Tengo el dudoso honor de ser la persona que más días de calabozo se chupó de mi quinta en mi compañía. El primer arresto fue de cinco días y el segundo, casi al final del servicio fue de 15 largos días. Los detalles me los ahorro, llamémosle insubordinación.

El arresto consistía en entrar en el calabozo a partir de las cinco de la tarde hasta la nueve y pico o por ahí. Los fines de semana eran terribles, pasábamos todo el día allí. Deseaba hacer mis tareas con el resto de compañeros para que no me metieran allí. Sentirse desposeído de tu libertad de movimientos es angustioso. Allí estaba la flor y nata del cuartel. Yo era el bicho raro, no pertenecía a ese perfil. A los arrestados les daba por escribir en las paredes frases existencialistas, pequeños versos… yo simplemente leía y escribía en mi bloc de notas, lo que fuera. Me sentaba en el patio, que era gris y lúgubre, de cuatro metros por cuatro y miraba hacia arriba el cielo azul. Me venía entonces los versos de la canción Calle Melancolía de Sabina.
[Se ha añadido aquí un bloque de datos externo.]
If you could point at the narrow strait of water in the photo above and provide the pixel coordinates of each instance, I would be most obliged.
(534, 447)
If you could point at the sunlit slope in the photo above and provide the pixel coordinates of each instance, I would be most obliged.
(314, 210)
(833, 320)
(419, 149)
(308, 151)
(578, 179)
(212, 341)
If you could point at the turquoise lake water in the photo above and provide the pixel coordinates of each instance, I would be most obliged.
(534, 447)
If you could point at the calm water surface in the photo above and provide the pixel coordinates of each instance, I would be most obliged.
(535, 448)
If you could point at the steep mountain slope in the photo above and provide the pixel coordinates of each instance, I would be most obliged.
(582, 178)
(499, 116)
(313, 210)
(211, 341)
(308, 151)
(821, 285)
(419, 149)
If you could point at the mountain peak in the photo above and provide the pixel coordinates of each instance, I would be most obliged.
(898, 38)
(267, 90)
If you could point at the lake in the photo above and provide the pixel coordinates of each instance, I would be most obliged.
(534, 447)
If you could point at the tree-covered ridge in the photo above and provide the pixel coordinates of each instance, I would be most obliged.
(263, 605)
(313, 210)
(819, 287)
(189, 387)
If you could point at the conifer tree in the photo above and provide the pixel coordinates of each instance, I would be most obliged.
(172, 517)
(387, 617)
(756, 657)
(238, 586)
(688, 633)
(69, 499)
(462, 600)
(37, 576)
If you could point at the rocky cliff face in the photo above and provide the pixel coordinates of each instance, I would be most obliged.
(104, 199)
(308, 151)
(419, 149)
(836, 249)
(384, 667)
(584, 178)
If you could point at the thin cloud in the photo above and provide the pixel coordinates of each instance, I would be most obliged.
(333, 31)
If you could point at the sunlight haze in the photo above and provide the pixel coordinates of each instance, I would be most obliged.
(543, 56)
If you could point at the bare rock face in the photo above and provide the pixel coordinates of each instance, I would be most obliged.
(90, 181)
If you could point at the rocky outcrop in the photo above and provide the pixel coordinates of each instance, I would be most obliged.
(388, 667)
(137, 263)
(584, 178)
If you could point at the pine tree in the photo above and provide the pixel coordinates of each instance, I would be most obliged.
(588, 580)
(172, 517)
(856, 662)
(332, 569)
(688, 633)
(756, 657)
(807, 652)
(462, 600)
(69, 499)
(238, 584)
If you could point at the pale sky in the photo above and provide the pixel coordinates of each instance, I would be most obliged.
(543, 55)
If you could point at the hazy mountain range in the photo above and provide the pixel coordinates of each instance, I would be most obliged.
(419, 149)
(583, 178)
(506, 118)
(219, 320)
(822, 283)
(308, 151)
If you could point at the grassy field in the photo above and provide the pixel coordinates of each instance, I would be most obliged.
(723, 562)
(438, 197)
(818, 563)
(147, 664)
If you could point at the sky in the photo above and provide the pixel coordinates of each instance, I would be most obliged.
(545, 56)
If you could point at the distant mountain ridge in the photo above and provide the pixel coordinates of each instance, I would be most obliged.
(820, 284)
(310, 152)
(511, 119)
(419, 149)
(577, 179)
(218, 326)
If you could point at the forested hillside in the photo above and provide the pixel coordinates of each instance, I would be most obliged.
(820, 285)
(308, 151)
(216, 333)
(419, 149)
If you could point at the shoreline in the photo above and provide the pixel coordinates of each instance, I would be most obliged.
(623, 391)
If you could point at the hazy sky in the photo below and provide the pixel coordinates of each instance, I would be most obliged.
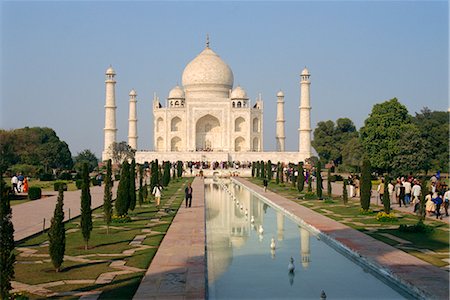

Trepo por tu recuerdo como una enredadera
que no encuentra ventanas donde agarrarse

o aquella otra que decía;

Ya el campo estará verde, debe ser Primavera,
cruza por mi mirada un tren interminable,
el barrio donde habito no es ninguna pradera,
desolado paisaje de antenas y de cables.

Otro de los confinamientos que he pasado fueron algo diferentes, me pasaron viviendo en el extranjero. Después de descubrir maravillado de tantos sitios nuevos, ciudades, lugares para visitar, gente a la que conocer… viví durante meses, tal vez el tiempo que dure este confinamiento, días de soledad. Viviendo en una cómoda casa de madera en invierno, pero atrapado. Estar atrapado en mitad de un manto blanco de nieve virgen, que por las mañanas nadie había siquiera pisado. Era una sensación abrumadora. El mundo paraba por un momento. Lo que me faltaba era mi gente, la que me da esa vidilla para estar contento, como normalmente estoy. Me dicen que me ilusiono con pequeñas cosas. Tal vez sea esa mi única riqueza.

Es por eso, que si tenemos que quedarnos un par de meses, lo haré, cómo lo he hecho ya en otras ocasiones. Quizás, de todo lo malo que está pasando, saquemos algo bueno de todo esto. En mis periodos de soledad involuntaria aprendí qué era lo importante. El dinero va y viene. Los de arriba nos crean la necesidad de trabajar y producir y no tener tiempo para discernir si realmente necesitamos esa vida apresurada.

Llamaban loco utópico a Pepe Mújica, el antiguo presidente de Uruguay, por hacer una llamada a parar las máquinas del consumismo, a  mirarnos más los unos a los otros, a no perder el contacto con nuestra gente y con la naturaleza, y a prepararse para mirar los problemas futuros a los que nos enfrentaremos, como esta pandemia, juntos. No cada uno por su cuenta.  Los analistas llamarán loco al viejito, pero en días como hoy su mensaje es incontestable.

En fin. Os dejo por aquí una versioncita del Calle Melancolía cantada por mi querida Carmen París. Hoy más que nunca, la música, la lectura, las artes plásticas… riegan nuestra creatividad y positivismo. Para que luego le pongan impuestos por las nubes a nuestra medicina preventiva más efectiva.